Using the Equation 32 and Equation 33, the RMS current of the inductor and output capacitor are calculated, to be 0.1078 A and 0.0774 A respectively. Select components that ratings exceed the calculated RMS values. Calculate the output capacitance using the Equation 34 to Equation 36 and use the largest value, Vripple is the steady-state voltage ripple and deltaV is voltage change during a transient. A minimum of 7.5-µF capacitance is calculated. Additional capacitance de-ratings for aging, temperature and DC bias should be factored in which increases this minimum value. For this example, a 22-µF 10-V X7R ceramic capacitor with 5-mΩ ESR is used. To have a low-output ripple power supply use a low ESR capacitor. Use Equation 37 to estimate the maximum ESR for the output capacitor. Equation 38 and Equation 39 estimate the RMS current and capacitance for the input capacitor. An RMS current of 38.7 mA and capacitance of 1.56 µF is calculated. A 2.2-µF 100-V/X7R ceramic is used for this example.

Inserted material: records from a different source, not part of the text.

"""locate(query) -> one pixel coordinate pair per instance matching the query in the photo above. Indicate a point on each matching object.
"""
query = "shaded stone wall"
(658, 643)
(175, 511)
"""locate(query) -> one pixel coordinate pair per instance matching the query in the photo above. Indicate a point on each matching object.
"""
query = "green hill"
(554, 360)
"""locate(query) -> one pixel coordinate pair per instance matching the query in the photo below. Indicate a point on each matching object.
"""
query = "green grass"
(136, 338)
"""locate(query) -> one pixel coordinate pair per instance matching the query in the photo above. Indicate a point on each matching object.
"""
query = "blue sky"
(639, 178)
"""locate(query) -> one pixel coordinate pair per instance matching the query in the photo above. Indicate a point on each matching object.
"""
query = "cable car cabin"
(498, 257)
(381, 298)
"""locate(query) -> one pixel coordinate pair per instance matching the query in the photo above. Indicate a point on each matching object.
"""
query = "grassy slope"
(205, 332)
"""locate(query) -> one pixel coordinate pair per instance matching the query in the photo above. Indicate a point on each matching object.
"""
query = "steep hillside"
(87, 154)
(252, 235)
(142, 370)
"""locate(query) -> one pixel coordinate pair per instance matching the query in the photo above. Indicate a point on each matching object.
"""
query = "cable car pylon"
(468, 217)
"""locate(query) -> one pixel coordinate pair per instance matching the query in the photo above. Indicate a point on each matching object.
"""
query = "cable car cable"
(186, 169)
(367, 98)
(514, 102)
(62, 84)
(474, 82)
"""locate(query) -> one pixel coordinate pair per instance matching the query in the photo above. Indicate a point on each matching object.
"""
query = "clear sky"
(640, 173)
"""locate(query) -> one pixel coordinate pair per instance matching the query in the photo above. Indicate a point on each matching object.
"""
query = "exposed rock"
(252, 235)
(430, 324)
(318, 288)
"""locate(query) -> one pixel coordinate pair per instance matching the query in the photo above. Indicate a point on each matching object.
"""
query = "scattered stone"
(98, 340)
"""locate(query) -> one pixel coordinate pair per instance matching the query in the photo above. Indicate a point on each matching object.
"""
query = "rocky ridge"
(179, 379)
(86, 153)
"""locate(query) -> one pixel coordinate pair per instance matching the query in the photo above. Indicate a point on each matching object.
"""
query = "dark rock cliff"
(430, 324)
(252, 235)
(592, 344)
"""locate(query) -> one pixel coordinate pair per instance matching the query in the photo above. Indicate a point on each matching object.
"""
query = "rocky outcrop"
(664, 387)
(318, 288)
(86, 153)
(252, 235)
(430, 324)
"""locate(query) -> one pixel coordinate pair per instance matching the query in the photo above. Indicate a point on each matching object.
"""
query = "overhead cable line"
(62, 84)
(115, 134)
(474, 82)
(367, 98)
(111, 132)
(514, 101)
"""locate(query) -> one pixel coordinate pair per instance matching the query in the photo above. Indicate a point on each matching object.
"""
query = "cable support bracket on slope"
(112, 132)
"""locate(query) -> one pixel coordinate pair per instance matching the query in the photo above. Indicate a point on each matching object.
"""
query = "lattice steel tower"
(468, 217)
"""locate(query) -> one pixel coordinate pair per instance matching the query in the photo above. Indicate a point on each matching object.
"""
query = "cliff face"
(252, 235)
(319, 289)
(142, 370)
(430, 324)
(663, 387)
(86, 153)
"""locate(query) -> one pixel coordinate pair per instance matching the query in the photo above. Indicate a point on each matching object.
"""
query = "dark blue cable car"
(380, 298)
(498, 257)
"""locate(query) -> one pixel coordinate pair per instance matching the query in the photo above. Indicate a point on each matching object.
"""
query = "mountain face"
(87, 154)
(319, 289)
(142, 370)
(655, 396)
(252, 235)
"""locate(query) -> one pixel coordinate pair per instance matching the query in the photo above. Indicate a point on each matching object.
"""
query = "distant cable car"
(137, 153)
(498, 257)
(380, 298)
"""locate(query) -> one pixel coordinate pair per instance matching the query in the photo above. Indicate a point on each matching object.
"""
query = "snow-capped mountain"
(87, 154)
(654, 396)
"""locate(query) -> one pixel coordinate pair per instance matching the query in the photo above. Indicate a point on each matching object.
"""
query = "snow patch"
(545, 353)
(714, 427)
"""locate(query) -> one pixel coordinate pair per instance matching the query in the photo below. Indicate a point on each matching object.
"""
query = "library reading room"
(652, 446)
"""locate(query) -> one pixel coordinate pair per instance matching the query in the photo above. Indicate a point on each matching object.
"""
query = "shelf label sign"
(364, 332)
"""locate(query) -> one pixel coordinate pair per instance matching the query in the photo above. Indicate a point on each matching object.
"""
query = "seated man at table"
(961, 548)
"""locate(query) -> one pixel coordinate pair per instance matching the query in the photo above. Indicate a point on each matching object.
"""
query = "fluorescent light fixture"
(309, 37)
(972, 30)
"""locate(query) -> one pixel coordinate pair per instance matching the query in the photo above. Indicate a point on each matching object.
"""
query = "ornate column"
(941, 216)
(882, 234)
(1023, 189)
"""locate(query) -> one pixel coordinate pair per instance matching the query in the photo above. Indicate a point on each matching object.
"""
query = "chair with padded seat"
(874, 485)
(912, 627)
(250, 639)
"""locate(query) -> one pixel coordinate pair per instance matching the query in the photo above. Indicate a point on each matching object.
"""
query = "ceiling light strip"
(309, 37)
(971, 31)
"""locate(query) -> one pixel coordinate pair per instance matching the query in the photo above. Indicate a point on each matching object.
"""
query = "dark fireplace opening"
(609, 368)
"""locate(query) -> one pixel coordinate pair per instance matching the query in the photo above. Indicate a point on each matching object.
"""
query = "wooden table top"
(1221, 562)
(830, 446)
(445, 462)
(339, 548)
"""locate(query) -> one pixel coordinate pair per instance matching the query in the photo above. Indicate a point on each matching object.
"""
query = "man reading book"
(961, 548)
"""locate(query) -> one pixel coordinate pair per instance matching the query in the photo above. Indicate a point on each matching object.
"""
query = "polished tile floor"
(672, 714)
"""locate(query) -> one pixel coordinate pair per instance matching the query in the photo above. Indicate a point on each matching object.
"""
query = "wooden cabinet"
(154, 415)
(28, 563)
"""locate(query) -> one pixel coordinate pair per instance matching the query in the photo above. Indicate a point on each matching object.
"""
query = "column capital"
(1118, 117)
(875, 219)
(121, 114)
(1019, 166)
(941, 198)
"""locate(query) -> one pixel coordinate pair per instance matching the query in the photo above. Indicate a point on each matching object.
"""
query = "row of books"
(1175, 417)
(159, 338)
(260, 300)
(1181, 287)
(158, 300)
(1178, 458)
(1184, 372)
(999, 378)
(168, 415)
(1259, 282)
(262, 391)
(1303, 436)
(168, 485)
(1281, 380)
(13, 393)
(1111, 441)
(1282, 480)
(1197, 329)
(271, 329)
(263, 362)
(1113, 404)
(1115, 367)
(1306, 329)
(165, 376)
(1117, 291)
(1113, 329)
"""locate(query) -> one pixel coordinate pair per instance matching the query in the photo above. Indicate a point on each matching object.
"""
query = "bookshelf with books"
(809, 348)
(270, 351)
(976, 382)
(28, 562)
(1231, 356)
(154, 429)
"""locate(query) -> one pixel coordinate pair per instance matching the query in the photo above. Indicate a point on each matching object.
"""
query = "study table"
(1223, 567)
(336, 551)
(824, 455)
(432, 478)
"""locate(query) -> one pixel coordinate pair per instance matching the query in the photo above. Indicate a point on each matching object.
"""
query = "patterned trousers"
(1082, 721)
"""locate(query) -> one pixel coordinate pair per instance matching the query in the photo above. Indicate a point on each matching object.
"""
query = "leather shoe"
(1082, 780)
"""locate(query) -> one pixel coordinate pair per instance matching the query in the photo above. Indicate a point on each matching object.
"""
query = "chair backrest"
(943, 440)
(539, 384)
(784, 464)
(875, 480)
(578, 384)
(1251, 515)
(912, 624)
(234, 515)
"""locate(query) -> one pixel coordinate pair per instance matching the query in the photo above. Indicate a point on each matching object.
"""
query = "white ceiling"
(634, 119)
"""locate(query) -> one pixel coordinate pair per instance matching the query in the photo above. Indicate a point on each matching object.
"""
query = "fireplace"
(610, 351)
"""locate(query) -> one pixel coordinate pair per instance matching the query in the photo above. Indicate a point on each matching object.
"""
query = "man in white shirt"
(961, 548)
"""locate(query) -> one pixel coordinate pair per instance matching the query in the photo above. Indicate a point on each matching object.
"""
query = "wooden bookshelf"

The method presented here is easy to calculate and includes the effect of the slope compensation that is internal to the TPS54061. This method assumes the crossover frequency is between the modulator pole and the ESR zero and the ESR zero is at least 10 times greater than the modulator pole. Once the output components are determined, use the equations below to close the feedback loop. A current mode controlled power supply operating in DCM has a transfer function which includes an ESR zero and pole as shown in Equation 40. To calculate the current mode power stage gain, first calculate, Kdcm, the DCM gain, and Fm, the modulator gain, using Equation 41 and Equation 42. Kdcm and Fm are 32.4 and 0.475 respectively. The location of the pole and ESR zero are calculated using Equation 43 and Equation 44 . The pole and zero are 491 Hz and 2.8 MHz, respectively. Use the lower value of Equation 45 and Equation 46 as a starting point for the crossover frequency. Equation 45 is the geometric mean of the power stage pole and the ESR zero and Equation 46 is the mean of power stage pole and the switching frequency. The crossover frequency is chosen as 5 kHz from Equation 46.
To determine the compensation resistor, RCOMP, use Equation 47. Assume the power stage transconductance, gmps, is 1.0 A/V. The output voltage, VO, reference voltage, VREF, and amplifier transconductance, gmea, are
5.0 V, 0.8 V and 108 µA/V, respectively. RCOMP is calculated to be 38.3 kΩ; use the nearest standard value of 35.7 kΩ. Use Equation 48 to set the compensation zero to equalthe modulator pole frequency. Equation 48 yields 290 nF for compensating capacitor CCOMP, and a 330 nF is used. Use the larger value of Equation 49 or Equation 50 to calculate the CPOLE, which sets the compensation pole. Equation 50 yields 178 pF standard value of 220 pF is selected.